The main objectives of the CyanoFuels project are to:
1. Design strains of cyanobacteria that can capture flue gas-concentrations of CO2 (~15% CO2) for photosynthetic conversion to high levels of advanced biofuels.
2. In collaboration with Cheryl Kerfeld (JGI) survey the vast diversity of cyanobacterial species for identification of novel gene clusters of interest for biofuel synthesis.
3. Demonstrate the applicability of the SR-FTIR/MS platform developed by Hoi-Ying Holman (ALS, ESD) for single-cell metabolic fingerprinting of engineered cyanobacteria in real time.

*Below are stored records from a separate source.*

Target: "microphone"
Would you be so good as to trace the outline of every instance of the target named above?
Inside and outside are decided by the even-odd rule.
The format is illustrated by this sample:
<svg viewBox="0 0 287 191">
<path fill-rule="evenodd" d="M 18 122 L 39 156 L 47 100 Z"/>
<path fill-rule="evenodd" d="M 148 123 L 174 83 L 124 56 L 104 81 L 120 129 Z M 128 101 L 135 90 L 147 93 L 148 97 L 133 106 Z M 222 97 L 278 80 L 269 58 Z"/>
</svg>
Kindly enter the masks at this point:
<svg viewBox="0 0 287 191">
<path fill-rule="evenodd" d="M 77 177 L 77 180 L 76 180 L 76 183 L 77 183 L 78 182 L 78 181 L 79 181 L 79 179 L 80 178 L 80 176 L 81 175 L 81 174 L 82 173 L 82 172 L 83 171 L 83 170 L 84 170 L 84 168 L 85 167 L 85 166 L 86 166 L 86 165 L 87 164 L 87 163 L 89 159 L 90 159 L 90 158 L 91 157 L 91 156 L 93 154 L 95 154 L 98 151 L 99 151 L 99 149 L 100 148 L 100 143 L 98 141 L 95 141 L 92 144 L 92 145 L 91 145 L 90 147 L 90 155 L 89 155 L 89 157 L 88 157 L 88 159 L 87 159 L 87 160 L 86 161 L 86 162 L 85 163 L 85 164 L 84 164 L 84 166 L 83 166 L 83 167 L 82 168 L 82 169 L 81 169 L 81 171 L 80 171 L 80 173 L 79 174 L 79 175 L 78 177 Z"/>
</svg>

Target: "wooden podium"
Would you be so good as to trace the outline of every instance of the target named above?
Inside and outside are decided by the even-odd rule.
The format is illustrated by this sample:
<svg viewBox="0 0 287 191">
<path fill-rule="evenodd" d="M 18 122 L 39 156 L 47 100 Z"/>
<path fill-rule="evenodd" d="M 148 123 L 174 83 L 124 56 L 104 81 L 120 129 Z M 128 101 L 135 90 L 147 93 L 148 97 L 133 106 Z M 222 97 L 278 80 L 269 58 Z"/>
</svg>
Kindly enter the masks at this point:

Our work to date has focused on the cyanobacterium Synechocystis6803 (S. 6803). We have now completed the construction of more than 20 engineered strains of S. 6803, designated the S. 6803-FUEL series, as part of generating S. 6803 strains for high-yield accumulation of defined alkanes. For example, by introduction of a FAD-FAR operon behind the stron S. 6803 PpsbA2 promoter we could demonstrate a 5-fold increase in C17 -alkane (heptadecane) production . We could also demonstrate the applicability of SR-FTIR spectromicroscopy as a powerful means for metabolic screening and phenotyping of live individual cells
 Jansson, C. (2011) Metabolic engineering of cyanobacteria for direct conversion of CO2 to hydrocarbon biofuels. Progr. Bot. 73, 81-93.
 Jansson, C., and Northen, T. (2010) Calcifying cyanobacteria - the potential of biomineralization for carbon capture and storage. Curr. Opin. Biotechnol. 21, 365-371.
 Hu, P., Borglin, S., Kamennaya, N.A., Chen, L., Park, H., Mahoney, L., Kijac, A., Shan, G., Chavarría, K.L., Zhang, C., Quinn, N.W.T., Wemmer, D., Holman, H.Y., and Jansson, C. (2012) Metabolic phenotyping of the cyanobacterium Synechocystis 6803 engineered for production of alkanes and free fatty acids. Applied Energy, in press.